It’s in the Blood

It’s in the Blood

By KIM BELLARD

People are fascinated by blood. Well, it would seem so, given our fondness for vampires, gory movies, and true crime stories. I’m not so keen on any of those, but I was struck by several recent developments about how blood tests can help diagnose medical problems faster, more definitively, and less invasively.

Because, really, shouldn’t that be what our healthcare system always should strive for?

Take concussions. If you are a football fan, you’re very familiar with the problem that it seems very subjective about whether a player has suffered a concussion. They’re not the only ones. Millions of people suffer concussions each year – the vast majority of whom are not athletes – and more than half never get it evaluated.

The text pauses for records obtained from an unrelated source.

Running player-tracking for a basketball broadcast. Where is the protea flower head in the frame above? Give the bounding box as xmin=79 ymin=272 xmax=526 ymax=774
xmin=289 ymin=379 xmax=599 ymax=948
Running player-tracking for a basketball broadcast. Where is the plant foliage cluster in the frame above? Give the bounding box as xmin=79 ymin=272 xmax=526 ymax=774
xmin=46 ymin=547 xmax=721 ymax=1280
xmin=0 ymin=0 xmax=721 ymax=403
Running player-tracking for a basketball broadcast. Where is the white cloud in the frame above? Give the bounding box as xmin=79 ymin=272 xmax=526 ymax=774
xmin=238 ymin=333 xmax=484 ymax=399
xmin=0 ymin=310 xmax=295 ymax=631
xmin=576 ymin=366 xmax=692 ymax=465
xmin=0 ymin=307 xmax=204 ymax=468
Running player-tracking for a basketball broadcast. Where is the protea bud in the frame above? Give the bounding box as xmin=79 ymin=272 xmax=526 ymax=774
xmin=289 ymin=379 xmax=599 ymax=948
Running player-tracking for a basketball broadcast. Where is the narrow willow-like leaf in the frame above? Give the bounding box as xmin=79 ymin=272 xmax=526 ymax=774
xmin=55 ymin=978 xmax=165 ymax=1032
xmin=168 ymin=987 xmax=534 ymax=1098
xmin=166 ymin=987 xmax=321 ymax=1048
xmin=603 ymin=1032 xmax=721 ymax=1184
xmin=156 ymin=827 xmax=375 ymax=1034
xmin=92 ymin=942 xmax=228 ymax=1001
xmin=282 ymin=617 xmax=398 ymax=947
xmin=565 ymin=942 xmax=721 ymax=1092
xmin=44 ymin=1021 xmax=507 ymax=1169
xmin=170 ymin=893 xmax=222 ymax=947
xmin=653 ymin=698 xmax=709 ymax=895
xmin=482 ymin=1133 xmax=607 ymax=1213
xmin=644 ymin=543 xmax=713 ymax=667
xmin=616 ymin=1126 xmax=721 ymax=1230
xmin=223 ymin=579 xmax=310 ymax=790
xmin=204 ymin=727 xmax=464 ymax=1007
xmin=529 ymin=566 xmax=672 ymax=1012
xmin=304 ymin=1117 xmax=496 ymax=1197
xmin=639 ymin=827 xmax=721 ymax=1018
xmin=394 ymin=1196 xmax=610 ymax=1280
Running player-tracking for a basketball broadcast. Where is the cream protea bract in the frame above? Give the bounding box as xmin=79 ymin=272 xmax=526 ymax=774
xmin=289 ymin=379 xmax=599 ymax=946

In April Abbott received FDA approval for a rapid blood test, producing results in 15 minutes. It can be done at a patient’s beside, and not require a lab. “Clinicians have needed an objective way to assess patients with concussions,” said Beth McQuiston, M.D., medical director in Abbott’s diagnostics business. “When you look at all the other diseases, or other organs in the body, they all have blood tests to help assess what’s happening. Now, we have a whole blood test that can help assess the brain right at the patient’s bedside – expanding access to more health providers and therefore patients.”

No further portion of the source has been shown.